In some implementations, a computer implemented method may be provided that includes the steps of: determining, by a computer system based on first activity of a user, a first user attribute; inferring, by the computer system, a second user attribute related to the first user attribute; determining, by the computer system based on second activity of the user that occurs after the first activity, a third user attribute; and altering, by the computer system, a confidence associated with the second user attribute in response to a determination that the third user attribute is related to the second user attribute.
This method and other implementations of technology disclosed herein may each optionally include one or more of the following features.

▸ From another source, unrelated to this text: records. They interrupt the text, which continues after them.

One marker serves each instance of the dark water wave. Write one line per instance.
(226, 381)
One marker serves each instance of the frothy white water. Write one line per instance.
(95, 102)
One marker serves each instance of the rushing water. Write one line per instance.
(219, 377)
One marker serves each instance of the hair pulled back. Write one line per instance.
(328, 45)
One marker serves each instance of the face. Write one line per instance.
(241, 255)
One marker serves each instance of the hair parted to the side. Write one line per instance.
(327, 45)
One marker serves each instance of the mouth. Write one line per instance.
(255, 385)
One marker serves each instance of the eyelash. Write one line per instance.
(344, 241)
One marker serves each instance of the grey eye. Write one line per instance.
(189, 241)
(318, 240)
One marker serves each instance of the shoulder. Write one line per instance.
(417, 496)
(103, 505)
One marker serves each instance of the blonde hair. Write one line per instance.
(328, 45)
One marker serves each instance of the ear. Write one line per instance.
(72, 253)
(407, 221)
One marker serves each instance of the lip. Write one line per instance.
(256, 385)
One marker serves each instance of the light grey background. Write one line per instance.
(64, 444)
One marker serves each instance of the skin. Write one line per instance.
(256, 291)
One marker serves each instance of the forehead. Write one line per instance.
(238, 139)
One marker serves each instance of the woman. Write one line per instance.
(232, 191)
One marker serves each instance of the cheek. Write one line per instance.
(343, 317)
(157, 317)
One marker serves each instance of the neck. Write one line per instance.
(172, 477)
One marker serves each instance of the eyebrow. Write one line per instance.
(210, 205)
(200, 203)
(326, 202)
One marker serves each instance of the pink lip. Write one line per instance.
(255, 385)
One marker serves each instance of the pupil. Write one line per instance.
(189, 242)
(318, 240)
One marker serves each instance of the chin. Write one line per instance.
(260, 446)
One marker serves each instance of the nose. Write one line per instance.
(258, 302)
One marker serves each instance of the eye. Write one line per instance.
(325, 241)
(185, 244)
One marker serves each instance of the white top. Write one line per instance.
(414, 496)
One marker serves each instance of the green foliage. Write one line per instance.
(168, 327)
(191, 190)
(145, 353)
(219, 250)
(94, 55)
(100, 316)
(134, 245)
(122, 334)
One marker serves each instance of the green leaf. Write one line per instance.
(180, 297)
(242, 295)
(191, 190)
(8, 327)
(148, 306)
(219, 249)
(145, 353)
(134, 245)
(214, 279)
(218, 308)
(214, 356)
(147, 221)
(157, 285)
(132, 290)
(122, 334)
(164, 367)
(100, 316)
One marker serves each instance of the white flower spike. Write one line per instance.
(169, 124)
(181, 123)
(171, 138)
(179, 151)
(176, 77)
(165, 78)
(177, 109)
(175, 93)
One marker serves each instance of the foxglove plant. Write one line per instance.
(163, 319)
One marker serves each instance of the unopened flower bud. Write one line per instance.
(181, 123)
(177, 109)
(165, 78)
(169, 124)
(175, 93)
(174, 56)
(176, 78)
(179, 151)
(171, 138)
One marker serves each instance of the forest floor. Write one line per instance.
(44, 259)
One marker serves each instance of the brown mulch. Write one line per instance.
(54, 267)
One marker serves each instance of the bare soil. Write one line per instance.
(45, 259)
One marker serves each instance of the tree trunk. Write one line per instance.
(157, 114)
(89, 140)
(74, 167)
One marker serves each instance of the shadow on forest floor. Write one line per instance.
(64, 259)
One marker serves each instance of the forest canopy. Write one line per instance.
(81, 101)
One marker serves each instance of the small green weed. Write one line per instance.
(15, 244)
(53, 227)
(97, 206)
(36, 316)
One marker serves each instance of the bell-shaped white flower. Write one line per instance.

In various implementations, the method may further comprise adding nodes and edges to a user attribute graph associated with the user, wherein the nodes represent the first, second and third user attributes, and the edges represent relationships between the first, second and third user attributes. In various implementations, altering the confidence associated with the second user attribute comprises storing, in association with a node representing the second user attribute, a confidence value.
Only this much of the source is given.